Optionally, the second extraction module 36 in this application may further include: the first extraction unit is used for extracting RGB channel values of all pixel points in the second image and independently forming each channel value into a vector; the first processing unit is used for counting the pixel value of each channel vector and selecting the pixel value meeting the range of the preset quantile; the calculation unit is used for calculating the mean value of the pixel values of each channel vector based on the selected pixel values meeting the preset quantile range; and the second processing unit is used for combining the average values into vectors with preset lengths according to the sequence of R, G and B, and taking the vectors with the preset lengths as color features.

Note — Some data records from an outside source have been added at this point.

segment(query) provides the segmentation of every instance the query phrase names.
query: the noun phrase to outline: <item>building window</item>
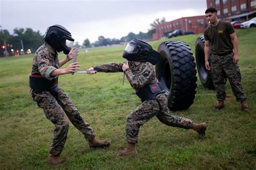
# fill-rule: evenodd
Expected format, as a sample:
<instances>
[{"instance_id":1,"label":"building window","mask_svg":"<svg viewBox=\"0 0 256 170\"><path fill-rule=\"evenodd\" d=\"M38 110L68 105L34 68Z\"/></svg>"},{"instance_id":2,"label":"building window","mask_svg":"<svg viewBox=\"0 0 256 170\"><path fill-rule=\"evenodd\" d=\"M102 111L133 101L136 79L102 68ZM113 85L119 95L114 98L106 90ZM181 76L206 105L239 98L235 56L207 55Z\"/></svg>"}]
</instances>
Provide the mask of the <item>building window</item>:
<instances>
[{"instance_id":1,"label":"building window","mask_svg":"<svg viewBox=\"0 0 256 170\"><path fill-rule=\"evenodd\" d=\"M217 15L218 17L220 17L220 11L217 11Z\"/></svg>"},{"instance_id":2,"label":"building window","mask_svg":"<svg viewBox=\"0 0 256 170\"><path fill-rule=\"evenodd\" d=\"M204 19L197 19L197 23L199 25L203 25L205 24L205 20Z\"/></svg>"},{"instance_id":3,"label":"building window","mask_svg":"<svg viewBox=\"0 0 256 170\"><path fill-rule=\"evenodd\" d=\"M231 8L232 14L237 13L237 6L233 6Z\"/></svg>"},{"instance_id":4,"label":"building window","mask_svg":"<svg viewBox=\"0 0 256 170\"><path fill-rule=\"evenodd\" d=\"M251 2L251 8L252 9L256 9L256 1Z\"/></svg>"},{"instance_id":5,"label":"building window","mask_svg":"<svg viewBox=\"0 0 256 170\"><path fill-rule=\"evenodd\" d=\"M228 12L228 10L227 8L225 8L223 10L223 13L224 15L227 15Z\"/></svg>"},{"instance_id":6,"label":"building window","mask_svg":"<svg viewBox=\"0 0 256 170\"><path fill-rule=\"evenodd\" d=\"M246 10L246 3L241 4L241 11L245 11Z\"/></svg>"},{"instance_id":7,"label":"building window","mask_svg":"<svg viewBox=\"0 0 256 170\"><path fill-rule=\"evenodd\" d=\"M220 0L215 0L215 4L216 6L219 6L220 5Z\"/></svg>"}]
</instances>

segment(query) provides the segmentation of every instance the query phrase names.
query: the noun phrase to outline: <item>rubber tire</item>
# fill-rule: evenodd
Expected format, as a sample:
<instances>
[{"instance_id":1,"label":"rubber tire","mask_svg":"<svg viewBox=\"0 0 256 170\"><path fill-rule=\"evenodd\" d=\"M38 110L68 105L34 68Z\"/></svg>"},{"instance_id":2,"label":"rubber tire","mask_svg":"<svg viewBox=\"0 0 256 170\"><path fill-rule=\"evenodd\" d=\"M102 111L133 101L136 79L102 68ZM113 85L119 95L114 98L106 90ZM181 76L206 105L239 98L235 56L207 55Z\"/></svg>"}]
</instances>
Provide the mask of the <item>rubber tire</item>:
<instances>
[{"instance_id":1,"label":"rubber tire","mask_svg":"<svg viewBox=\"0 0 256 170\"><path fill-rule=\"evenodd\" d=\"M197 38L196 42L196 62L197 72L202 85L210 90L214 90L211 71L205 68L204 46L205 37L204 36L201 36ZM212 53L212 51L210 50L209 64L211 64Z\"/></svg>"},{"instance_id":2,"label":"rubber tire","mask_svg":"<svg viewBox=\"0 0 256 170\"><path fill-rule=\"evenodd\" d=\"M187 109L197 92L197 70L188 45L180 41L161 43L160 58L156 65L157 77L161 83L171 110Z\"/></svg>"}]
</instances>

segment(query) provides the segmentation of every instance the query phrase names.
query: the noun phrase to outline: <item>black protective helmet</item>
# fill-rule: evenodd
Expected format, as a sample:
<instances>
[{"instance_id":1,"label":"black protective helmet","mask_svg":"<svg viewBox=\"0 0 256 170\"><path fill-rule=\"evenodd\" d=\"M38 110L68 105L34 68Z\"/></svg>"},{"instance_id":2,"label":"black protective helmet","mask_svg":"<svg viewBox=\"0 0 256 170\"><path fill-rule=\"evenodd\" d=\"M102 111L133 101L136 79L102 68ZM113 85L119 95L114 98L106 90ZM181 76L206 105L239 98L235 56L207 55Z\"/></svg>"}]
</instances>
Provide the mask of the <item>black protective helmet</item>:
<instances>
[{"instance_id":1,"label":"black protective helmet","mask_svg":"<svg viewBox=\"0 0 256 170\"><path fill-rule=\"evenodd\" d=\"M133 62L149 62L155 65L160 58L160 54L152 46L142 40L133 39L127 44L123 57Z\"/></svg>"},{"instance_id":2,"label":"black protective helmet","mask_svg":"<svg viewBox=\"0 0 256 170\"><path fill-rule=\"evenodd\" d=\"M44 36L43 41L48 43L58 52L63 51L68 55L74 43L71 34L63 26L54 25L49 27Z\"/></svg>"}]
</instances>

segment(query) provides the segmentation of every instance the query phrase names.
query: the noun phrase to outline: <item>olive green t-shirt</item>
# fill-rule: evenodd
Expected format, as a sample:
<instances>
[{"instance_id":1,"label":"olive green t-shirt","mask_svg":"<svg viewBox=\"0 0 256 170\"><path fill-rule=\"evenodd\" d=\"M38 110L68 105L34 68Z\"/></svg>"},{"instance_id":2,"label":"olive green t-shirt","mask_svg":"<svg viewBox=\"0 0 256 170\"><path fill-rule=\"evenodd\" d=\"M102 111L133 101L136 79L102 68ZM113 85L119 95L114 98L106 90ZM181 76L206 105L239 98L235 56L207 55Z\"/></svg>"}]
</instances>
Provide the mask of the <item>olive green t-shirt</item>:
<instances>
[{"instance_id":1,"label":"olive green t-shirt","mask_svg":"<svg viewBox=\"0 0 256 170\"><path fill-rule=\"evenodd\" d=\"M217 25L208 26L204 32L205 40L210 42L213 53L222 53L233 50L230 35L235 32L232 25L228 22L220 21Z\"/></svg>"}]
</instances>

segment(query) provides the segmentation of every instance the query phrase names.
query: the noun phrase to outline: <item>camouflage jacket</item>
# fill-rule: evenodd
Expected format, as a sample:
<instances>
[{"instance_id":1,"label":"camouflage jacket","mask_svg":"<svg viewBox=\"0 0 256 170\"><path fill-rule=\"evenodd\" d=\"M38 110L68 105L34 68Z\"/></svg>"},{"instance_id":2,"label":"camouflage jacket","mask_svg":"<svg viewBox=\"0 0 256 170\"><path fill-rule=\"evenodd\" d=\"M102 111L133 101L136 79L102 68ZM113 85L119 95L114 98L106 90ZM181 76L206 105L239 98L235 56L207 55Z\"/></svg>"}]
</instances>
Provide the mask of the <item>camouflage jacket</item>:
<instances>
[{"instance_id":1,"label":"camouflage jacket","mask_svg":"<svg viewBox=\"0 0 256 170\"><path fill-rule=\"evenodd\" d=\"M136 65L133 62L128 61L129 68L124 71L132 87L137 91L145 85L158 81L154 67L150 62L140 62ZM98 72L123 72L123 63L110 63L93 66Z\"/></svg>"},{"instance_id":2,"label":"camouflage jacket","mask_svg":"<svg viewBox=\"0 0 256 170\"><path fill-rule=\"evenodd\" d=\"M50 76L51 73L59 67L56 50L47 43L37 49L33 58L31 74L41 74L50 80L55 78Z\"/></svg>"}]
</instances>

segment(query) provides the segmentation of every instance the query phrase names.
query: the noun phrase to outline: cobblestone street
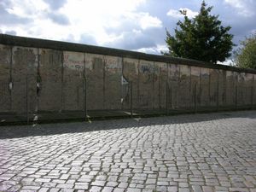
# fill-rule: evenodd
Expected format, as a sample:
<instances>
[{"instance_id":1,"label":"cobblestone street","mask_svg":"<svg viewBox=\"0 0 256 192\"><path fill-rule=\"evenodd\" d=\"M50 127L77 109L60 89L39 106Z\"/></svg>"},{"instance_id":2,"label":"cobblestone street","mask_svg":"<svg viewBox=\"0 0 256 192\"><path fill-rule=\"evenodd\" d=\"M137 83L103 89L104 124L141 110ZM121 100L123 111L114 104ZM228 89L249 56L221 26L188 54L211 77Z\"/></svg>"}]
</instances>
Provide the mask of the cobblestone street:
<instances>
[{"instance_id":1,"label":"cobblestone street","mask_svg":"<svg viewBox=\"0 0 256 192\"><path fill-rule=\"evenodd\" d=\"M256 111L2 126L0 191L256 192Z\"/></svg>"}]
</instances>

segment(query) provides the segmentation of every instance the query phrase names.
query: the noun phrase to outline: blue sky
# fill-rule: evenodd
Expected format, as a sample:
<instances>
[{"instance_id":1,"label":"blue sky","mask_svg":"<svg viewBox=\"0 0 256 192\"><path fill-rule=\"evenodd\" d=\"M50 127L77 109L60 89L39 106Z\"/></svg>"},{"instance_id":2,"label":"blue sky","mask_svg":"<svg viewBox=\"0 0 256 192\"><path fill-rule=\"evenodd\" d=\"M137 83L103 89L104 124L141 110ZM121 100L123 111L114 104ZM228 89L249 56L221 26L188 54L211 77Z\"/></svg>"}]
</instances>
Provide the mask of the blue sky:
<instances>
[{"instance_id":1,"label":"blue sky","mask_svg":"<svg viewBox=\"0 0 256 192\"><path fill-rule=\"evenodd\" d=\"M234 43L256 31L255 0L207 0L212 14L231 26ZM198 0L1 0L0 32L160 54L186 9Z\"/></svg>"}]
</instances>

Further, the second extraction module in the present application may further include: a second extraction unit configured to extract a first maximum inscribed rectangle from an area of the second image; the third extraction unit is used for extracting the texture features of the maximum inscribed rectangle under the condition that the ratio of the area of the first maximum inscribed rectangle to the area of the second image is greater than or equal to a fourth preset threshold; the fourth processing unit is used for dividing the area of the second image into N areas with equal areas under the condition that the ratio of the area of the first maximum inscribed rectangle to the area of the second image is smaller than a fourth preset threshold; wherein N is a positive integer greater than or equal to 2; the fifth processing unit is used for respectively searching a second maximum inscribed rectangle from each of the N areas and determining a plurality of inscribed union set rectangles of the first maximum inscribed rectangle and the plurality of second maximum inscribed rectangles; and the sixth processing unit is used for determining the areas of the plurality of inscribed union set rectangles according to different values of N and selecting the plurality of inscribed union set rectangles with the largest areas to extract the texture features.

It should be noted that the operations performed by the units included in the second extraction module correspond to the method steps of steps S206-21 to S206-25 in embodiment 1.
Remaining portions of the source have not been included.